I'd had type 1 for 25 years and my A1c was around a 9. Despite my A1c I had frequent severe lows and hypoglycemia unawareness. It felt like no matter what I did I was either high or low and I felt like a pincushion taking 5 shots a day, totalling about 60u of insulin. My hypo unawareness got so bad that my endo said the only option was to start using a pump. I was newly married and didn't want to be connected to a machine, plus back in the 1970's when I was diagnosed I'd seen pumps and they were big and scary. I didn't want a needle in me all the time. Thankfully pump technology had improved a lot since then. It took a couple weeks to get basal rates set and within about 3 months my insulin dose had fallen to 45u a day and my A1c was a 6.9. This was all without making changes to my eating or lifestyle. Best of all, I rarely had lows and my hypoglycemia unwareness reversed. I have not had a severe hypoglycemia in the 11 years since I've used a pump and my A1c has stayed between 6.5 - 6.9, except for when I was pregnant and got in extremely tight control and maintained a 5.1 with no lows below 60. None of this would have been possible without a pump. I was my same self. I had my same knowledge of carb counting and bolusing, but a pump provides accurate dosing and gave me a reason to test. I felt in control of my diabetes for the first time in my life.
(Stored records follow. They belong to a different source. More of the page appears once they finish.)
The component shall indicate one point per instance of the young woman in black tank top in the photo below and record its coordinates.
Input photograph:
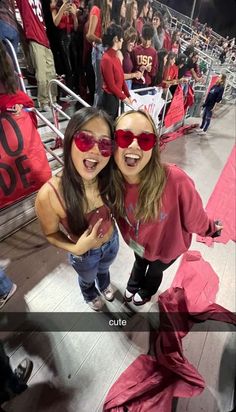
(77, 200)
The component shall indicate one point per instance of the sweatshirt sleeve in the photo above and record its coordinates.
(154, 65)
(158, 40)
(194, 217)
(108, 77)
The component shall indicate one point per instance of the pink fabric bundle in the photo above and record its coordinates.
(221, 204)
(150, 383)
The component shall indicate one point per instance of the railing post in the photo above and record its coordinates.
(16, 63)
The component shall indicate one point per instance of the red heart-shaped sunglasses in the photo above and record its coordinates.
(85, 141)
(124, 138)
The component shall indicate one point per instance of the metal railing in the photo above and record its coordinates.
(56, 107)
(12, 52)
(182, 17)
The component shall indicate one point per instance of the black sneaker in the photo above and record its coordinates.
(24, 370)
(138, 300)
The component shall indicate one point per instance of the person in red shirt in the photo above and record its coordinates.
(143, 8)
(76, 199)
(64, 15)
(131, 14)
(114, 85)
(99, 20)
(176, 42)
(156, 205)
(42, 57)
(170, 76)
(144, 57)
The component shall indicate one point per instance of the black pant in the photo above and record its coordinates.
(146, 276)
(109, 103)
(9, 383)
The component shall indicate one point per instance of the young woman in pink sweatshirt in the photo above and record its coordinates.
(156, 205)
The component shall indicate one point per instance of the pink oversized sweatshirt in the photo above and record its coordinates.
(181, 214)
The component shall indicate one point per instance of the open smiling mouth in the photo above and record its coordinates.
(131, 160)
(90, 164)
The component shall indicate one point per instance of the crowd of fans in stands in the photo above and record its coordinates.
(96, 43)
(104, 48)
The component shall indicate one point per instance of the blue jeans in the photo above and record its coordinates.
(10, 33)
(5, 283)
(94, 266)
(206, 119)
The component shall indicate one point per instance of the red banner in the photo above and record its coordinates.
(23, 162)
(176, 110)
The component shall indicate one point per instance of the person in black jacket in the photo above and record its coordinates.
(214, 96)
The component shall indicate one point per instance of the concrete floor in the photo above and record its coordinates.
(73, 370)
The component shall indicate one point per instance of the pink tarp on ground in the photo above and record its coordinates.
(222, 203)
(150, 383)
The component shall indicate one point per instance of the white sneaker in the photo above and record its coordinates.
(96, 304)
(45, 109)
(138, 300)
(108, 293)
(5, 298)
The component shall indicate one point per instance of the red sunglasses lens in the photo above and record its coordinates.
(105, 146)
(84, 141)
(124, 138)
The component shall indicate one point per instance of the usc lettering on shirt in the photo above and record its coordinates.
(33, 21)
(144, 60)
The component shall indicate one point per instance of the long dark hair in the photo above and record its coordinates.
(141, 4)
(152, 181)
(160, 71)
(72, 183)
(115, 11)
(7, 74)
(130, 35)
(160, 17)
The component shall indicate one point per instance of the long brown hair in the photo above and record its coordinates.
(7, 74)
(129, 10)
(152, 182)
(72, 183)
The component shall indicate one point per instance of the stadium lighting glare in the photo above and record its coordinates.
(193, 9)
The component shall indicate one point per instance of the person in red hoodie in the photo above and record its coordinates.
(156, 205)
(144, 57)
(114, 85)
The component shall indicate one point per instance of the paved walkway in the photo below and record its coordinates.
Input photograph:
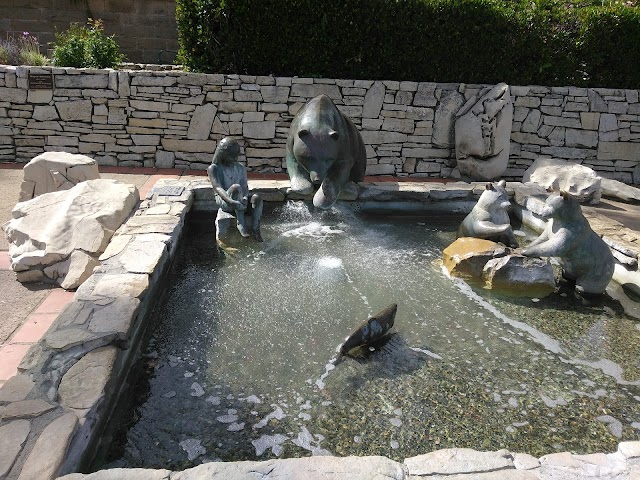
(27, 310)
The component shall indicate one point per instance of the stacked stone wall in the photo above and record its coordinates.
(172, 119)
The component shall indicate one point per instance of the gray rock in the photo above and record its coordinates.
(619, 190)
(311, 468)
(121, 474)
(552, 173)
(454, 461)
(54, 171)
(116, 317)
(47, 229)
(467, 256)
(373, 100)
(26, 409)
(201, 122)
(16, 388)
(12, 437)
(443, 123)
(50, 448)
(532, 277)
(84, 383)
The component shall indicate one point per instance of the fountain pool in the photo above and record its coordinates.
(237, 363)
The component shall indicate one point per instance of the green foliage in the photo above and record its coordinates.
(22, 50)
(86, 46)
(474, 41)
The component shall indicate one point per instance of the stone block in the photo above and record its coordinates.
(15, 389)
(82, 81)
(458, 461)
(26, 409)
(398, 125)
(373, 100)
(309, 91)
(50, 449)
(381, 169)
(39, 96)
(84, 384)
(618, 151)
(13, 435)
(376, 138)
(590, 120)
(259, 130)
(77, 110)
(581, 138)
(13, 95)
(192, 146)
(425, 95)
(149, 106)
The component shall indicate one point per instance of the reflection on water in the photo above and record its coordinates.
(239, 362)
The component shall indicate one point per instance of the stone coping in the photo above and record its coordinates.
(454, 464)
(53, 412)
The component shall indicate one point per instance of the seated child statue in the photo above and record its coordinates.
(229, 181)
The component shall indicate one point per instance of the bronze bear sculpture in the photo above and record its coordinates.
(324, 148)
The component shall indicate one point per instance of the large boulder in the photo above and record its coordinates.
(54, 171)
(60, 235)
(552, 173)
(533, 277)
(467, 256)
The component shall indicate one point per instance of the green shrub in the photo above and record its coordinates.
(86, 46)
(471, 41)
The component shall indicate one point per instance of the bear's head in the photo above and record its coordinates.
(495, 197)
(561, 206)
(316, 149)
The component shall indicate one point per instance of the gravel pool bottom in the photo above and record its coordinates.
(237, 363)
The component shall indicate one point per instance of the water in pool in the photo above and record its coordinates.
(237, 361)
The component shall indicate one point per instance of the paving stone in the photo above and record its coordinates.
(12, 437)
(459, 461)
(630, 449)
(50, 448)
(121, 474)
(166, 224)
(16, 388)
(26, 409)
(145, 252)
(311, 468)
(116, 317)
(67, 338)
(524, 461)
(84, 383)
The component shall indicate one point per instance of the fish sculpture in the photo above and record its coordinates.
(371, 330)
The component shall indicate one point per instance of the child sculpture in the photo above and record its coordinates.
(229, 181)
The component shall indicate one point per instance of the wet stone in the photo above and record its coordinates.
(12, 437)
(26, 409)
(50, 448)
(129, 284)
(84, 384)
(115, 317)
(458, 461)
(16, 388)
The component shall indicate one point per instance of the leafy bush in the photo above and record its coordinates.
(23, 50)
(86, 46)
(472, 41)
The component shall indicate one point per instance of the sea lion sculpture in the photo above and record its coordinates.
(586, 258)
(324, 148)
(489, 218)
(371, 330)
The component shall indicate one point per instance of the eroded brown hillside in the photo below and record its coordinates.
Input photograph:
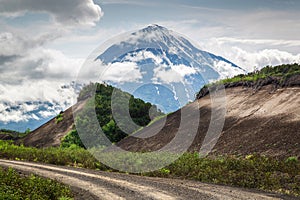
(264, 121)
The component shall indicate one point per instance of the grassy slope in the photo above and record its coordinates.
(252, 171)
(15, 187)
(280, 76)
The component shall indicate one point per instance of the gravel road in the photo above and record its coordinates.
(91, 184)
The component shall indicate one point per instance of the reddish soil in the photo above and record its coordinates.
(51, 133)
(265, 122)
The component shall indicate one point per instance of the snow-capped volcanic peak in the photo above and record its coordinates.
(159, 56)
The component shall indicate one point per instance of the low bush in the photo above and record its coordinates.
(14, 186)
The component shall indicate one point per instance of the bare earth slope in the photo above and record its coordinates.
(51, 133)
(266, 121)
(108, 185)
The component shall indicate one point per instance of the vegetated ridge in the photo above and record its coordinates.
(262, 116)
(61, 131)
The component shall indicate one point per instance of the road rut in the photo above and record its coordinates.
(107, 185)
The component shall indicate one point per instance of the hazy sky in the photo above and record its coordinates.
(44, 43)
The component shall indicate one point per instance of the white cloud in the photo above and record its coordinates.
(263, 58)
(226, 69)
(171, 73)
(121, 72)
(66, 12)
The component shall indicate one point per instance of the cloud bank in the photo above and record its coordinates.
(66, 12)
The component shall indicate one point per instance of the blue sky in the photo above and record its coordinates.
(44, 43)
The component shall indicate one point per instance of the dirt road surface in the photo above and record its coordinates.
(91, 184)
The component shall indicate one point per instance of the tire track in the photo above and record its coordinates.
(147, 191)
(107, 185)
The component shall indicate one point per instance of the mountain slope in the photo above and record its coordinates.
(160, 60)
(92, 97)
(261, 117)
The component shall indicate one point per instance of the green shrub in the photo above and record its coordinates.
(15, 187)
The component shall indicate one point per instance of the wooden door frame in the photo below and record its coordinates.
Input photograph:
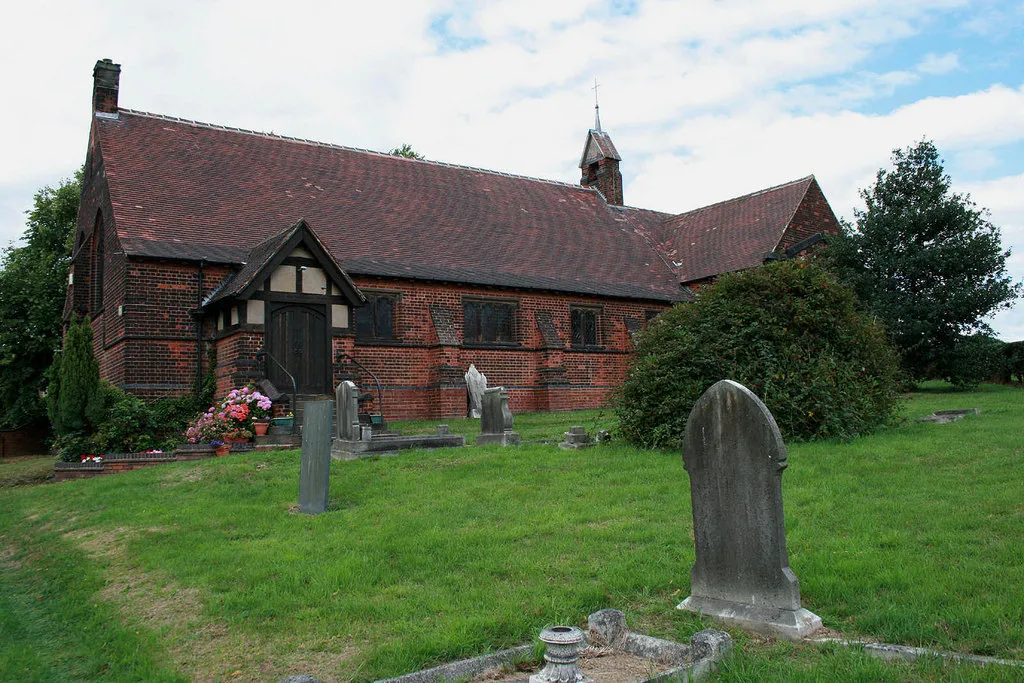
(276, 301)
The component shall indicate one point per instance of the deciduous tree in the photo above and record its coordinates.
(33, 281)
(925, 260)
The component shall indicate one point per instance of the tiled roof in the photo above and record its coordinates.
(729, 236)
(183, 189)
(255, 261)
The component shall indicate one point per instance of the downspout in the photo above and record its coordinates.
(199, 331)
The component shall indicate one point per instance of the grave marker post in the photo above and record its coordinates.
(314, 472)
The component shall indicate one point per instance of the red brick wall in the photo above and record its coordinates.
(151, 349)
(424, 379)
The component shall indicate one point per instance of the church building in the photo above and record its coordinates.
(258, 256)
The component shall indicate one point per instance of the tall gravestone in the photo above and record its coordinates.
(476, 383)
(347, 402)
(314, 472)
(734, 455)
(496, 419)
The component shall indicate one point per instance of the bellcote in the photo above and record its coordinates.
(599, 164)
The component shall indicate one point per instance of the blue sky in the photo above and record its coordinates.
(706, 99)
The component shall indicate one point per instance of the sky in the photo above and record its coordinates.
(705, 99)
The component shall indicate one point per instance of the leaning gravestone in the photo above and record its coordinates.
(347, 401)
(496, 419)
(734, 455)
(476, 384)
(314, 472)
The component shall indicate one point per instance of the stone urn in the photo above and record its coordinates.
(563, 646)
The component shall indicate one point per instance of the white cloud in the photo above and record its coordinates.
(706, 99)
(936, 65)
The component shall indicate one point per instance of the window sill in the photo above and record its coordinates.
(382, 341)
(494, 345)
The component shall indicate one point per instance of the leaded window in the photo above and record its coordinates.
(376, 319)
(488, 323)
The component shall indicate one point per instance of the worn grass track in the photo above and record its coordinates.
(202, 570)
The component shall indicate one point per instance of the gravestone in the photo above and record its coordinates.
(496, 419)
(314, 472)
(347, 401)
(734, 455)
(476, 384)
(577, 437)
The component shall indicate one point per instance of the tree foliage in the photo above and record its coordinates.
(1014, 356)
(788, 332)
(33, 281)
(975, 358)
(925, 260)
(406, 151)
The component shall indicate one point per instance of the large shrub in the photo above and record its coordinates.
(788, 332)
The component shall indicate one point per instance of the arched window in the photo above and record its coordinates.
(96, 274)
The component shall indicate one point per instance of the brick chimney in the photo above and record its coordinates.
(600, 166)
(105, 79)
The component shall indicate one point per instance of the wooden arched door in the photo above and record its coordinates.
(297, 336)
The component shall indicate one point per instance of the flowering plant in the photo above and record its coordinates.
(233, 416)
(257, 406)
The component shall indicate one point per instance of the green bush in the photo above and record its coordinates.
(788, 332)
(976, 358)
(131, 425)
(72, 445)
(1013, 354)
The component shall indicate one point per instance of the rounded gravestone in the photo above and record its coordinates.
(734, 455)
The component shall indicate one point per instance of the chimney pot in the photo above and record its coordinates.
(105, 80)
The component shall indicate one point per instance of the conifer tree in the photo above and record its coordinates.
(78, 380)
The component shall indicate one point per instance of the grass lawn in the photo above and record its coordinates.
(204, 571)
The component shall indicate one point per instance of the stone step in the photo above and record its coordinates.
(272, 445)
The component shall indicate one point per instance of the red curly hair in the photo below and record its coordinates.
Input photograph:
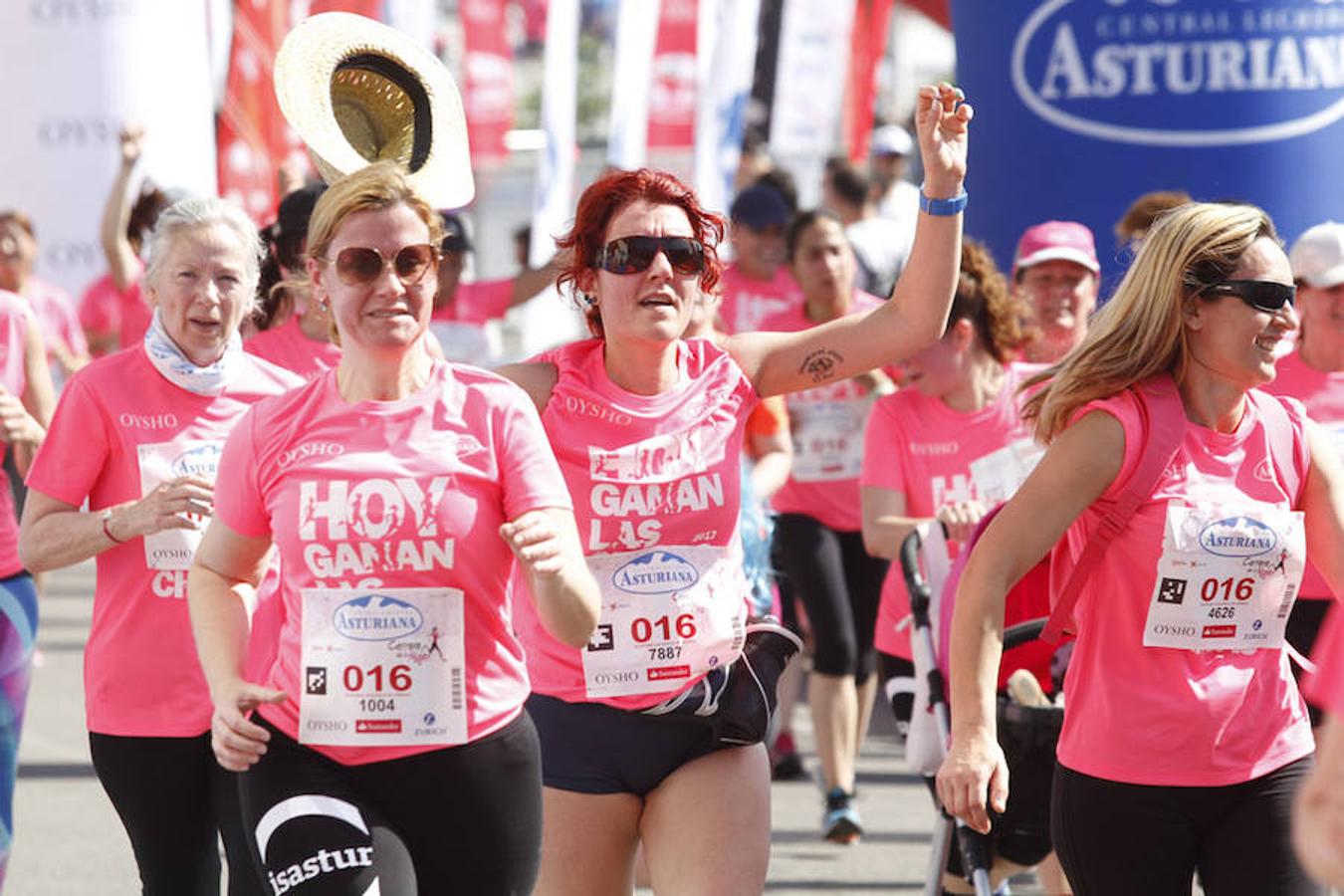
(609, 195)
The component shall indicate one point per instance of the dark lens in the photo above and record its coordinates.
(1260, 295)
(411, 262)
(359, 265)
(686, 256)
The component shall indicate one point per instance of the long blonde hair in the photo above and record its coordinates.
(1140, 331)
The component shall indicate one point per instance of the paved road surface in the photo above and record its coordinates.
(70, 841)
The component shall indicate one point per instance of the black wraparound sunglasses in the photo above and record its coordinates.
(1262, 295)
(634, 254)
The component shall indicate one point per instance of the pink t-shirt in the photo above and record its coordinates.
(288, 346)
(105, 310)
(396, 495)
(656, 492)
(118, 419)
(921, 448)
(749, 303)
(1325, 688)
(14, 326)
(1170, 716)
(57, 318)
(1323, 395)
(828, 423)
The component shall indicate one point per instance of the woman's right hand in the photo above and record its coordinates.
(169, 506)
(238, 742)
(974, 773)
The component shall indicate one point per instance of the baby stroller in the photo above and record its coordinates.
(1027, 733)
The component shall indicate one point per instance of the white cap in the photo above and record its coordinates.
(1317, 257)
(891, 140)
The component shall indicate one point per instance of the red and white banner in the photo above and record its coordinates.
(672, 92)
(729, 35)
(636, 33)
(253, 137)
(871, 29)
(487, 78)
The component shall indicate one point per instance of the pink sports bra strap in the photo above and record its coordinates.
(1164, 426)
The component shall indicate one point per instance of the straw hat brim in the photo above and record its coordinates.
(319, 49)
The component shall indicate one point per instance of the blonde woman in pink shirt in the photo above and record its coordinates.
(388, 750)
(1185, 735)
(648, 433)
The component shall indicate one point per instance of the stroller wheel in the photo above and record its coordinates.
(840, 822)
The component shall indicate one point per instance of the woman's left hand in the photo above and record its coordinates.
(943, 119)
(535, 543)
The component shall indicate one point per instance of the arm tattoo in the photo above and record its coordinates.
(821, 364)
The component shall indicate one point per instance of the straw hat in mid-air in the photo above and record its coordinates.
(359, 92)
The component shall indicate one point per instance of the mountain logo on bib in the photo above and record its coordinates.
(200, 461)
(1238, 537)
(655, 572)
(376, 617)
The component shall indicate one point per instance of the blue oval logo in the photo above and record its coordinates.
(376, 617)
(1238, 537)
(200, 461)
(655, 572)
(1155, 72)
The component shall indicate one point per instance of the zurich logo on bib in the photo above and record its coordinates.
(1093, 103)
(655, 572)
(376, 617)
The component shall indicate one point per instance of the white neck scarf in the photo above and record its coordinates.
(180, 371)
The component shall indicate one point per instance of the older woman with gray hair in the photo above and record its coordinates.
(137, 435)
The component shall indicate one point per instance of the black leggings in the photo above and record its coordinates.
(839, 585)
(459, 819)
(175, 800)
(1133, 838)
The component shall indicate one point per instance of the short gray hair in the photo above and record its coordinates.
(204, 211)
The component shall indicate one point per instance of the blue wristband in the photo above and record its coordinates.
(944, 207)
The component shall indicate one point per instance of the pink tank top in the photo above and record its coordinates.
(934, 456)
(1172, 716)
(656, 492)
(15, 380)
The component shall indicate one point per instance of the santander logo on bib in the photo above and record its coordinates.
(1238, 537)
(376, 617)
(1183, 73)
(655, 572)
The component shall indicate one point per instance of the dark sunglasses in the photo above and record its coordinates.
(634, 254)
(1260, 295)
(361, 265)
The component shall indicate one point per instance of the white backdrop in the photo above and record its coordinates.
(74, 73)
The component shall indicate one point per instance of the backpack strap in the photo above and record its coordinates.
(1163, 426)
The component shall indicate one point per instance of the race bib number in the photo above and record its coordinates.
(1001, 473)
(828, 441)
(382, 668)
(668, 617)
(173, 549)
(1226, 579)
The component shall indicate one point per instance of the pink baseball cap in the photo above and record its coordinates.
(1056, 241)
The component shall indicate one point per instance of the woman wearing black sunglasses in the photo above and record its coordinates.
(1185, 735)
(648, 431)
(388, 751)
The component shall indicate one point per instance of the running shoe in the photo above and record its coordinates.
(840, 822)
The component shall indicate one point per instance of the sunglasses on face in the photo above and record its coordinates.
(1260, 295)
(634, 254)
(361, 265)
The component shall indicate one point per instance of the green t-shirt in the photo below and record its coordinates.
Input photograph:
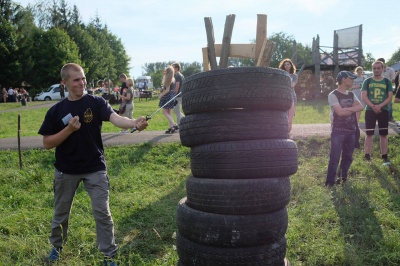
(378, 92)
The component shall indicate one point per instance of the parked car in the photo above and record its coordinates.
(53, 93)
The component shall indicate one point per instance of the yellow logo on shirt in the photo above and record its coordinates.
(88, 116)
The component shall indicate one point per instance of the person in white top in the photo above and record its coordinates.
(388, 73)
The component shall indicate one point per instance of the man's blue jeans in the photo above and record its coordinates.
(341, 143)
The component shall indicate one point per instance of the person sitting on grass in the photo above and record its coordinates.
(344, 106)
(167, 94)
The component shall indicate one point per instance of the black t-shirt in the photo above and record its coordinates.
(82, 152)
(179, 78)
(344, 123)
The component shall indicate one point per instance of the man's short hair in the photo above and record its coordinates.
(67, 68)
(176, 65)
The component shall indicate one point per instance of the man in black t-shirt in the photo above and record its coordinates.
(179, 78)
(344, 106)
(73, 128)
(122, 78)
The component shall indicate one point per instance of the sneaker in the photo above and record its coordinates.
(55, 254)
(329, 184)
(170, 130)
(109, 262)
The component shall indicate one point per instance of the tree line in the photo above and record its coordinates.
(36, 41)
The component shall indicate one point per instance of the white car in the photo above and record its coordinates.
(53, 93)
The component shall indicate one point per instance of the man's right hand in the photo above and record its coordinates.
(376, 109)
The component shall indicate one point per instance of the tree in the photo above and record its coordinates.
(8, 53)
(51, 50)
(284, 49)
(395, 58)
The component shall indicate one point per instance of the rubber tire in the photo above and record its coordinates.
(254, 88)
(238, 196)
(191, 253)
(244, 159)
(231, 230)
(233, 125)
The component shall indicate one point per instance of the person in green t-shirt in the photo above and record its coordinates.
(377, 97)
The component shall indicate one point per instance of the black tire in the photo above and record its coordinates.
(191, 253)
(238, 196)
(237, 87)
(244, 159)
(232, 125)
(231, 230)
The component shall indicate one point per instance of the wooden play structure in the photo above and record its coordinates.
(261, 51)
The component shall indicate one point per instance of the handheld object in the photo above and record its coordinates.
(148, 117)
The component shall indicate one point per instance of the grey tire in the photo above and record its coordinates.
(191, 253)
(253, 88)
(244, 159)
(223, 230)
(238, 196)
(232, 125)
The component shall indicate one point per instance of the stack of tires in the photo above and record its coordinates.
(241, 159)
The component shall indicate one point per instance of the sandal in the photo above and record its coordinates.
(170, 130)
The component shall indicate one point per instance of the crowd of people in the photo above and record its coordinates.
(13, 95)
(73, 128)
(354, 94)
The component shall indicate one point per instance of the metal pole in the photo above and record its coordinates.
(148, 117)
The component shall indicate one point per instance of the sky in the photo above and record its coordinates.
(161, 31)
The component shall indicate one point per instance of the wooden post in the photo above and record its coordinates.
(360, 61)
(267, 50)
(335, 54)
(294, 53)
(226, 41)
(261, 35)
(206, 62)
(19, 141)
(210, 43)
(317, 69)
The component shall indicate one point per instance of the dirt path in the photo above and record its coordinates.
(119, 139)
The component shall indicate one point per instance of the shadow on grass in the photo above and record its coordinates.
(360, 227)
(318, 105)
(148, 232)
(390, 184)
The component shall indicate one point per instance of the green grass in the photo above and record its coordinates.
(307, 112)
(354, 224)
(31, 120)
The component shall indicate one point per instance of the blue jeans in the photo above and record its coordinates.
(390, 111)
(341, 143)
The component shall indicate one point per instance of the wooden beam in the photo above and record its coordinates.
(210, 43)
(226, 41)
(206, 62)
(237, 50)
(266, 53)
(261, 34)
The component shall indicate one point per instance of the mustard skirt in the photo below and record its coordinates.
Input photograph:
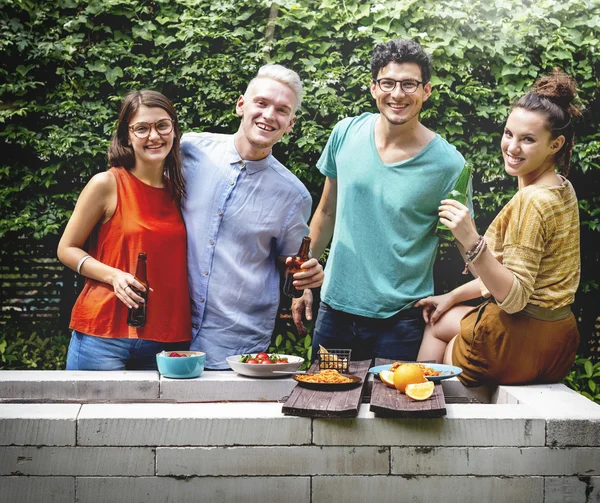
(494, 347)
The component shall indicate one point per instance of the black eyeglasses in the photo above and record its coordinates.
(142, 129)
(408, 86)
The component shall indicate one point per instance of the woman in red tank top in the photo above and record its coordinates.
(129, 209)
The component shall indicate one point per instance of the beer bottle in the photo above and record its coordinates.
(293, 267)
(460, 193)
(137, 316)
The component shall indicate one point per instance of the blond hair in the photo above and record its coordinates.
(281, 74)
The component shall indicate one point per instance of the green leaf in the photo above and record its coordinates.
(112, 74)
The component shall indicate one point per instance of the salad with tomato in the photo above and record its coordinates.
(263, 358)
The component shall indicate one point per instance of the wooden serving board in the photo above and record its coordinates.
(389, 402)
(344, 403)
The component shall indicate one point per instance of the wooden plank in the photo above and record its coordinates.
(312, 403)
(389, 402)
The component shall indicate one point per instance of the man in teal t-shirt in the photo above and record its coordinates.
(386, 175)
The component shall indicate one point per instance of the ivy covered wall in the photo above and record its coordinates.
(65, 65)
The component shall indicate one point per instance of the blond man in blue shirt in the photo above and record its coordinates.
(244, 213)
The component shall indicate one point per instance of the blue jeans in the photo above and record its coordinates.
(87, 352)
(397, 338)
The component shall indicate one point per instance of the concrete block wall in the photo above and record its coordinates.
(532, 444)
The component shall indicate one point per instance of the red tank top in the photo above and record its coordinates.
(146, 219)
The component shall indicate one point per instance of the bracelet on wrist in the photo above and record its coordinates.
(81, 261)
(474, 253)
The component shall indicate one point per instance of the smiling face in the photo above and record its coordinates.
(398, 107)
(155, 148)
(527, 145)
(267, 112)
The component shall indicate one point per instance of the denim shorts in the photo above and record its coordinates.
(87, 352)
(397, 338)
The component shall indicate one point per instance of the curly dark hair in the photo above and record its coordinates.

It does take work to use a pump. Once or twice a year I'll fast for 24 hours to check my basal rate. It does cost more than injecting. But I am complication-free and am able the be the wife, mom, and employee that I don't think I could have been without a pump. Frankly, I don't know if I would have still been alive on shots. For me the small cons are worth the huge benefits it brings. Most mornings my blood sugar is about 5 points within what it was when I went to sleep the night before. It feels like a miracle.
I attend church with woman who has used a pump for about 6 years of the 20 she has had type 2 diabetes. She has insulin resistance and uses a pump with a larger reservoir (300 units for 3 days). For those who use >2000u there are also pumps for U-500 insulin.
Both you and your patient should read Pumping Insulin and contact the pump manufacturer for a demo. I'd probably start with Medtronic Minimed since they have good customer service and are well represented across the US. Other major companies are One Touch Ping, OmniPod (you can get a free sample off their website), and the t:Slim from Tandem (looks like a smartphone but this company is newer, since you are new to this I'd start with someone more established).